Conclusão: não há necessidade comungar com Maduro, menos ainda com sua maneira de fazer as coisas, para não aceitar o golpe de Estado que se quer construir na Venezuela. Estamos falando sobre como não voltar a cometer os mesmos erros acreditando nas mentiras que a mídia divulga. A Venezuela tem que resolver os seus problemas dialogando. E é evidente que tem problemas. Mas duas metades enfrentadas não vão a lugar nenhum monologando. Embora um lado seja apoiado pelos países mais poderosos do espectro neoliberal. Nem o PP nem a direita querem diálogo. Querem que Maduro se entregue. E você acha que os oito milhões de eleitores da Assembleia Constituinte ficariam de braços cruzados? O novo governo os reprimiria e até os mataria. A mídia diria que a democracia venezuelana estaria se defendendo dos inimigos da democracia. E voltaria a haver gente ingênua que acreditaria neles.

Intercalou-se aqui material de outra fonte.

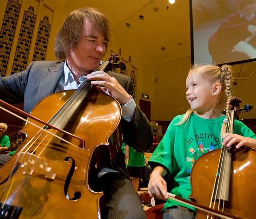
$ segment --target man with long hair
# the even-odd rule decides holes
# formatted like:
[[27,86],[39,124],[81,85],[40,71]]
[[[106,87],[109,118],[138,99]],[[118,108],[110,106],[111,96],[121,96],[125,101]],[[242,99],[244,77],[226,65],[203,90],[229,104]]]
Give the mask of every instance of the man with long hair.
[[[76,89],[89,79],[122,106],[124,142],[138,151],[147,151],[152,145],[152,131],[148,120],[136,104],[131,78],[113,72],[93,72],[106,54],[110,30],[109,19],[98,10],[83,8],[73,11],[56,39],[56,57],[64,61],[33,62],[24,71],[0,76],[0,98],[13,103],[24,102],[24,110],[29,113],[47,96]],[[98,180],[97,190],[103,192],[108,217],[145,218],[129,180],[121,150],[113,164],[112,169],[103,169]]]

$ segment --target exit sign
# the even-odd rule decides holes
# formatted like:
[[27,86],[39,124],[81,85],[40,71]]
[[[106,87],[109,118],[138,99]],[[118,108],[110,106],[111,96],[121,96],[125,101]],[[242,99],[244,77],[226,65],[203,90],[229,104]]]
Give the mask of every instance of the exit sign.
[[142,97],[143,98],[145,98],[145,99],[148,99],[148,95],[147,95],[146,94],[143,94],[143,93],[142,94]]

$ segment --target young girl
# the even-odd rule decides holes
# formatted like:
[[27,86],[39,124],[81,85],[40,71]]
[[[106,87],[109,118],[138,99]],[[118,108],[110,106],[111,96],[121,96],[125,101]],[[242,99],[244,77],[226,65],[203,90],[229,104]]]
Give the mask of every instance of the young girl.
[[[186,81],[187,99],[191,110],[174,118],[150,159],[154,170],[148,191],[151,197],[166,200],[166,184],[162,178],[174,177],[171,193],[188,200],[191,192],[190,173],[202,154],[222,145],[234,144],[256,148],[256,138],[242,122],[235,120],[234,134],[225,134],[233,85],[231,67],[194,66]],[[226,109],[226,116],[221,113]],[[223,137],[223,141],[221,136]],[[194,218],[195,209],[168,199],[163,218]]]

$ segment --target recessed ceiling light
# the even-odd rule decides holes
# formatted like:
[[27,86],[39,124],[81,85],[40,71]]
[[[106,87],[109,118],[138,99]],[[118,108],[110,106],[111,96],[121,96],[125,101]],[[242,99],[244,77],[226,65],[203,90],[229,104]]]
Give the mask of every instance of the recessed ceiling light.
[[139,16],[139,19],[140,20],[143,20],[144,19],[144,17],[142,15],[140,15]]

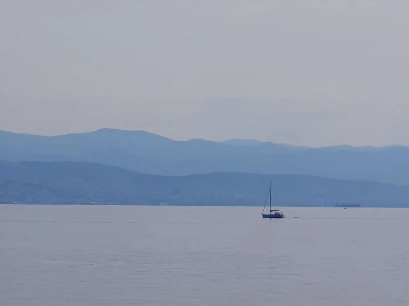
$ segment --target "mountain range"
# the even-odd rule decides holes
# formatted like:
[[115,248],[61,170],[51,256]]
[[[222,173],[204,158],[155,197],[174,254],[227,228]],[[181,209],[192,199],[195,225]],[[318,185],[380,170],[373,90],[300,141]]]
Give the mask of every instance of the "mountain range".
[[409,147],[311,148],[254,140],[175,141],[143,131],[102,129],[56,136],[0,131],[0,160],[75,161],[140,173],[297,174],[409,185]]
[[409,187],[300,175],[143,174],[82,162],[0,161],[0,204],[409,207]]

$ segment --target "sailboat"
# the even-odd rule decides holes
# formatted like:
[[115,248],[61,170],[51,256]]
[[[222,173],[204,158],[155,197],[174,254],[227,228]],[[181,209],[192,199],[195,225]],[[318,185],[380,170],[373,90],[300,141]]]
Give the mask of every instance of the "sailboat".
[[[263,212],[261,213],[261,215],[263,218],[269,218],[270,219],[282,219],[284,218],[284,214],[282,212],[280,212],[279,209],[271,209],[271,181],[270,181],[270,189],[269,190],[269,193],[267,194],[267,197],[266,198],[266,202],[264,202],[264,207],[263,208]],[[266,204],[267,204],[267,199],[270,196],[270,213],[268,214],[264,213],[264,210],[266,209]],[[274,213],[272,213],[273,212]]]

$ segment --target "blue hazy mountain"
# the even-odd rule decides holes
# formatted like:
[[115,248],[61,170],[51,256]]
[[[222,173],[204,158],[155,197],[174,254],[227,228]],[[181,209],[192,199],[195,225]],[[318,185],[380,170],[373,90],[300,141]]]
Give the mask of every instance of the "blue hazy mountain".
[[80,162],[0,161],[0,203],[409,207],[409,186],[298,175],[142,174]]
[[103,129],[53,137],[0,131],[0,159],[96,162],[143,173],[294,174],[409,185],[409,148],[309,148],[253,140],[174,141]]

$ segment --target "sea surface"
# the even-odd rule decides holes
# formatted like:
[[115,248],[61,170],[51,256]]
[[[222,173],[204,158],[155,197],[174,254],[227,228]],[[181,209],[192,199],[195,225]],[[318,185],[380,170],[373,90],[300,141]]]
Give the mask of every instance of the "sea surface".
[[409,305],[409,209],[0,205],[0,305]]

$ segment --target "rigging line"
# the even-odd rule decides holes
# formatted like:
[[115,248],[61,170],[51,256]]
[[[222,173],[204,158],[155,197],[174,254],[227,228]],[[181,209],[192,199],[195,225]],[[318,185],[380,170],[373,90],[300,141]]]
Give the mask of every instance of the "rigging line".
[[[269,199],[269,194],[270,193],[270,190],[269,191],[267,192],[267,195],[266,196],[266,201],[264,201],[264,207],[263,207],[263,211],[262,212],[262,214],[264,212],[264,209],[266,208],[266,204],[267,204],[267,199]],[[270,212],[271,213],[271,212]]]

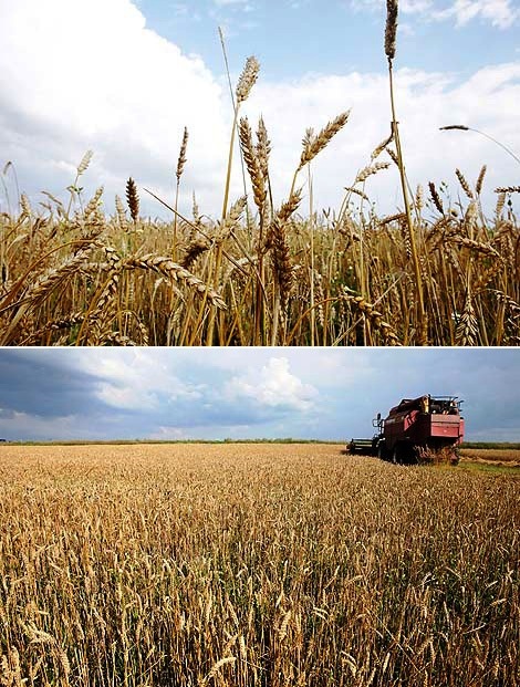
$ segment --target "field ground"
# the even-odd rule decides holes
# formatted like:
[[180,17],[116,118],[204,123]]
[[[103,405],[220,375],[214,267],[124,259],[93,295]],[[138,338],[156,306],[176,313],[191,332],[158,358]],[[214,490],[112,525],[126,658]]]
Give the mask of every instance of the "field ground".
[[0,685],[520,685],[513,471],[4,446]]

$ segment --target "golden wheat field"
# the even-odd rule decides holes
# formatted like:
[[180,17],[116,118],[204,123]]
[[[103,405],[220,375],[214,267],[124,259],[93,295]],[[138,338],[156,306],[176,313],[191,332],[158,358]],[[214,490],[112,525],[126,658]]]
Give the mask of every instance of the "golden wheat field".
[[518,477],[342,448],[2,447],[0,684],[519,685]]
[[417,189],[416,264],[405,216],[351,191],[327,214],[299,214],[300,196],[253,214],[243,197],[178,222],[139,219],[136,196],[135,219],[122,201],[107,216],[103,189],[70,217],[25,199],[0,217],[0,343],[518,345],[516,215],[503,191],[486,218],[466,184],[462,209],[436,192],[425,210]]
[[[188,129],[173,197],[148,191],[171,221],[139,216],[148,189],[132,177],[127,207],[116,196],[113,216],[103,187],[85,198],[91,150],[69,200],[44,192],[35,210],[21,194],[18,211],[0,216],[0,345],[518,345],[520,187],[493,189],[491,216],[481,205],[486,166],[474,179],[456,170],[461,199],[435,180],[423,181],[427,191],[410,187],[393,91],[397,2],[387,6],[391,132],[368,148],[339,208],[314,207],[311,164],[350,111],[305,131],[287,199],[274,206],[269,132],[261,117],[239,116],[260,69],[251,56],[232,98],[219,217],[204,215],[195,196],[190,218],[177,211]],[[243,195],[231,198],[236,142]],[[366,181],[387,168],[403,204],[379,217]]]

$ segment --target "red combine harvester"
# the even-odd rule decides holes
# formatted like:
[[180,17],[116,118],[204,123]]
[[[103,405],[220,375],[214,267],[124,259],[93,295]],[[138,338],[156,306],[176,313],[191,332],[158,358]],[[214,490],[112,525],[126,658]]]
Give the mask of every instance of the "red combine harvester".
[[372,420],[377,434],[372,439],[352,439],[351,454],[368,454],[392,462],[459,461],[464,439],[461,400],[457,396],[403,398],[388,417]]

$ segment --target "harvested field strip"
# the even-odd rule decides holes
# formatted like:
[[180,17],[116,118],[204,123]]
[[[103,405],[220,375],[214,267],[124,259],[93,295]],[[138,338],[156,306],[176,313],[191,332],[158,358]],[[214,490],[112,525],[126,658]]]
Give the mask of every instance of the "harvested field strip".
[[4,447],[2,684],[519,685],[519,481],[342,448]]

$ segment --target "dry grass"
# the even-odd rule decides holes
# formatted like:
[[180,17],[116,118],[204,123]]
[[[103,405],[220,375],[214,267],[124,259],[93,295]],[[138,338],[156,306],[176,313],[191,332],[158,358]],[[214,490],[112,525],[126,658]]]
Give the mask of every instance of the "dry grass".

Do resto do mundo, em nome da democracia, bastam duas coisas: exigir e apoiar o diálogo na Venezuela, e entender que seria bom não permitir nem ao PP nem à direita internacional, começando por Donald Trump, a reedição uma de suas misérias mais horríveis que consiste em semear dor em outros lugares para ocultar a dor que provocam em nossos próprios países.

* Juan Carlos Monedero é cientista político, professor universitário e dirigente do Podemos da Espanha. Artigo publicado originalmente no jornal argentino Pagina/12. Tradução é de André Langer.